Council to discuss options to reduce debt on north RO plant
By DREW WINCHESTER
City staff is presenting council with options to reduce debt on the north RO water plant, which the board is set to discuss at its workshop on Wednesday.
The options presented are as follows: adopt the rate model as it stands, impose a public service tax, impose a capital facility assessment fee, issue general obligation bonds or restart the utility expansion project.
A general obligation bond would require approval by voters.
The public service tax would be imposed on certain utilities like natural gas, electric and propane.
There are two options for the assessment fee, aimed at properties not yet connected.
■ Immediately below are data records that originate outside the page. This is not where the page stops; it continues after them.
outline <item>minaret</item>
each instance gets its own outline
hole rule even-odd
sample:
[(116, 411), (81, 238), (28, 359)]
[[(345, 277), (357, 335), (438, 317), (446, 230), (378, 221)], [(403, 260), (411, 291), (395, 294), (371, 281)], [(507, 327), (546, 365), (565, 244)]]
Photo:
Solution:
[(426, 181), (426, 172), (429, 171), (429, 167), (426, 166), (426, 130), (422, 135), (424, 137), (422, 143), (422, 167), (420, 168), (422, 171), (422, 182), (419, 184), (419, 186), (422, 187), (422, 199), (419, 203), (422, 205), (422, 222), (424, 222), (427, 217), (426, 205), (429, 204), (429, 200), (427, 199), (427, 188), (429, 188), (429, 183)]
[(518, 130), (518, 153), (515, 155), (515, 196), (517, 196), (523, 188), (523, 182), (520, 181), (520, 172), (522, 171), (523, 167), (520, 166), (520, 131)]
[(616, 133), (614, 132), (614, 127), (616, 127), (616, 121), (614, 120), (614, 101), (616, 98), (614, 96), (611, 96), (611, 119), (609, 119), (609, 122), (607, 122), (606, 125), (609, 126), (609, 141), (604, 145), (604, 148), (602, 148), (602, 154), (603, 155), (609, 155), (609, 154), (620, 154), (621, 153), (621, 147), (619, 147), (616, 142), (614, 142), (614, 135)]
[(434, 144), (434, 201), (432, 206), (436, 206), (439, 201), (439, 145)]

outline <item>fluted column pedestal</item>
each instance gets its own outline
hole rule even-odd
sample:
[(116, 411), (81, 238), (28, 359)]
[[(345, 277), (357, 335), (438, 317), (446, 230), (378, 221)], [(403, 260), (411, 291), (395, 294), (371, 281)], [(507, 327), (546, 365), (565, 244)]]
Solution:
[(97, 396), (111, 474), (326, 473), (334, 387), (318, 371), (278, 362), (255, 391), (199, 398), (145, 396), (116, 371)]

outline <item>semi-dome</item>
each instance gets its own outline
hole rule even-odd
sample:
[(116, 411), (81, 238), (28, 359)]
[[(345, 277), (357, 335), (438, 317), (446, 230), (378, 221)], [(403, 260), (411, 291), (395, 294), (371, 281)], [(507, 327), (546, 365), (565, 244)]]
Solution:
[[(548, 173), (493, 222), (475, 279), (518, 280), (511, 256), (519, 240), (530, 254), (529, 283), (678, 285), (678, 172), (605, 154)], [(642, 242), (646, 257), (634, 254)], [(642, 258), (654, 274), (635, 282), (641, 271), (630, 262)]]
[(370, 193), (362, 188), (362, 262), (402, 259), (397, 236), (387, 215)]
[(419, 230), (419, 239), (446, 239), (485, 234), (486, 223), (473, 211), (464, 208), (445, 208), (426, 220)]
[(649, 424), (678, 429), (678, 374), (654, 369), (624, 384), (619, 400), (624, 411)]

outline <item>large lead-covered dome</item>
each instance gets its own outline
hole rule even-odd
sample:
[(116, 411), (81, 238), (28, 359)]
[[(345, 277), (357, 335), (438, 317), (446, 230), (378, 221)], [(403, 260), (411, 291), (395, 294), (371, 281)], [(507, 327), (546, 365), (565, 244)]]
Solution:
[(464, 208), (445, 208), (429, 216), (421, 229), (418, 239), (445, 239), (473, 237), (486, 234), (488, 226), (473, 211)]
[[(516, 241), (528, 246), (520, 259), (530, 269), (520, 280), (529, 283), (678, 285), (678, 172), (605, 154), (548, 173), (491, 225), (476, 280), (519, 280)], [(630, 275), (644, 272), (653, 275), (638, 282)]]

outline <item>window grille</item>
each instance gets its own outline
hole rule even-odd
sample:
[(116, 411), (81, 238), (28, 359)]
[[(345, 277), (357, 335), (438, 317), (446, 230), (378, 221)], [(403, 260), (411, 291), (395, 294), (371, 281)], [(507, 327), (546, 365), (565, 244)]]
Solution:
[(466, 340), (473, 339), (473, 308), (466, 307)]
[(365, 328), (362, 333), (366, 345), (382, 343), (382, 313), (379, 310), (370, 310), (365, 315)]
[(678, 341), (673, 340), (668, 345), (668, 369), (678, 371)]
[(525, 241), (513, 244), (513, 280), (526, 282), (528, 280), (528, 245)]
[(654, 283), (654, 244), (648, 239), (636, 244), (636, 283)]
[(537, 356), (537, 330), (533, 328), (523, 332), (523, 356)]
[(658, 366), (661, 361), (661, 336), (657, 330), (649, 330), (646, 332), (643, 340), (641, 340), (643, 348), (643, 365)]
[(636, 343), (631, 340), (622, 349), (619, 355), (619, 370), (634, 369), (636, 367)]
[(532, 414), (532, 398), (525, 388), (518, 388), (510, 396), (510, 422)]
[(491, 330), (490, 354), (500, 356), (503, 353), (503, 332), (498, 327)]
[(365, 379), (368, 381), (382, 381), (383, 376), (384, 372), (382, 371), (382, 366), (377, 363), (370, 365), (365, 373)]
One would be limited to prior expansion areas where properties are already abutting utility lines. The second would encompass all of North 1-8 and Southwest 6/7.
Should council decide to adopt the rate model, it will do so with with lower rates than previously assumed.
Originally envisioned at around 15 percent, the new rate model brings it down to just over 10 percent.
City spokeswoman Connie Barron said if a public service tax is imposed, at least when it comes to electricity, citizens would pay that tax to LCEC which would then pay the city.
There’s still some question, too, as to whether the special assessment fee is even legal.
In order to assess the property, there must be a benefit. Right now no time table exists as to when the utilities expansion, in any fashion, will resume.
“That’s the question that has to be answered tomorrow,” Barron said today. “You cannot charge that fee without some assurance that service will be provided in a set period of time.”
Councilmember Kevin McGrail, whose district will see a lion’s share of the utilities project should it restart, said he’s been told by residents if they have to pay an assessment they want an immediate benefit.
He said water would be easiest to provide, and paying assessments would amount to nothing but a slip of paper.
“In my opinion, if I’m living north of Pine Island Road, and someone gave me the choice of an IOU slip or water, I would gladly take the water,” McGrail said. “What good is a piece of paper?”
McGrail said he also doubts that residents would support a general obligation bond. He said people in the south have already paid their assessments, and there are still far too many people up north who don’t want utilities.
“I don’t see anyone in the city supporting it,” McGrail said.
City council meets Wednesday, May 19, at 5 p.m., in city council chambers.